1. Generate key value pairs: where the key is the bucket that the particle belongs to and the

value is the index of the particle.

2. Sorting the key value pairs: the key value pairs are sorted according to their key

3. Re-ordering particles: The particles are reordered from the sorted key values pairs. Using the

value a scattered write can move the location of the individual particles.

4. Calculate a histogram of the particles: For each bucket that discretises the environment a

count of the number of particles is generated.

5. Prefix sum of buckets: Given the bucket counts a prefix sum is used to determine where the

starting index of each bucket is located within the sorted list of particles

6. Calculate the nearest neighbour for each particle by considering all neighbours within a fixed

range.

The implementation provided uses the CPU for most of these stages (other than the nearest neighbour

calculation). To improve this code we are going to re-implement the CPU functions on the GPU by

completing a number of steps. In the particlesGPU function perform the following;

1.1 Start by copying the initialised participle data from the host (h_particles) to the device

(d_particles).

1.2 Complete the kernel which calculates the key value pairs.

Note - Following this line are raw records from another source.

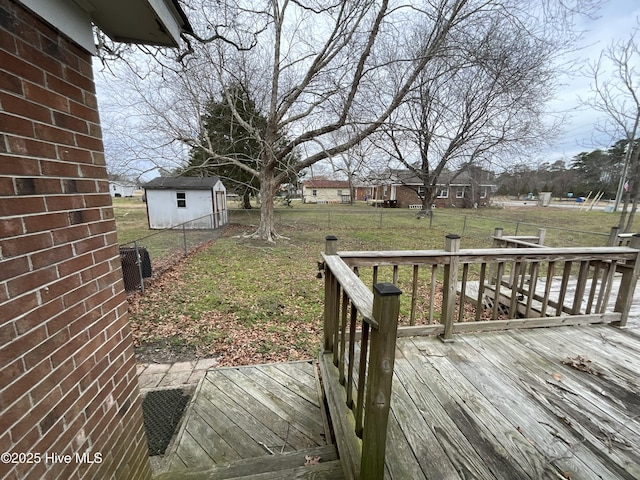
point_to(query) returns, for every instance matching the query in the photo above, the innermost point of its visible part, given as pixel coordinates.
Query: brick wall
(67, 372)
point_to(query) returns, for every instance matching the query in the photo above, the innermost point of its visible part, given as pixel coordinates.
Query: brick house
(325, 191)
(461, 190)
(68, 382)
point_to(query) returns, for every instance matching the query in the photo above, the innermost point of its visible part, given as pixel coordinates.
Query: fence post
(386, 307)
(184, 239)
(542, 233)
(139, 263)
(628, 283)
(613, 237)
(330, 296)
(452, 244)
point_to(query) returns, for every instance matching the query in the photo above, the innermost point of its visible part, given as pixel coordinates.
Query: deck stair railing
(358, 382)
(509, 287)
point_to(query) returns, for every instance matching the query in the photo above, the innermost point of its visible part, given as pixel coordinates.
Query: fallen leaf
(310, 460)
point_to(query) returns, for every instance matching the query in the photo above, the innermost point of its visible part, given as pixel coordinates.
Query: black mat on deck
(162, 410)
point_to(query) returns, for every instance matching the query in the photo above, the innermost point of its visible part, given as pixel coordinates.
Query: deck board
(249, 412)
(503, 405)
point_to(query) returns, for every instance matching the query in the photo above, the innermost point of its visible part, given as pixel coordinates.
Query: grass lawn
(247, 302)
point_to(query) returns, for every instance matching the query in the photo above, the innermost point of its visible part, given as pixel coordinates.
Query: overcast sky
(615, 22)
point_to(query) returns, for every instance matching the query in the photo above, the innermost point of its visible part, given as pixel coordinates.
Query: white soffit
(151, 22)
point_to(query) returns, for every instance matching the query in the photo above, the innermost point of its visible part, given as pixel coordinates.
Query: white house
(172, 201)
(118, 189)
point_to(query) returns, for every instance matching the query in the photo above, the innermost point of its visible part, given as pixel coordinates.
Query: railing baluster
(362, 371)
(479, 302)
(547, 289)
(563, 287)
(581, 285)
(594, 286)
(386, 306)
(432, 292)
(463, 290)
(352, 349)
(343, 334)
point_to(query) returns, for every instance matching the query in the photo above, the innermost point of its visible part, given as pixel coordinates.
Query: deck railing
(358, 381)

1.3 Use Thrust sort by key to sort the key value pairs (d_key_values).

1.4 Implement a kernel for reordering particles given the old positions (d_particles) and the key

value pairs. Save the results in d_particles_sorted.

1.5 Implement a kernel to calculate the counts for each bucket in the environment. Store these in the

d_env structure. Hint: You will need to use atomics if you want to increment device global values.

1.6 Use Thrust to perform an exclusive scan on the environment counts. The scan output should go

in d_env->start_index. Hint: You will need to cast the arrays within d_env using device

pointer casts.

1.7 Ensure you code produces the correct result and compare the CPU and GPU versions. Note that

our timing code does not use CUDA events as we are timing both CPU and GPU code execution.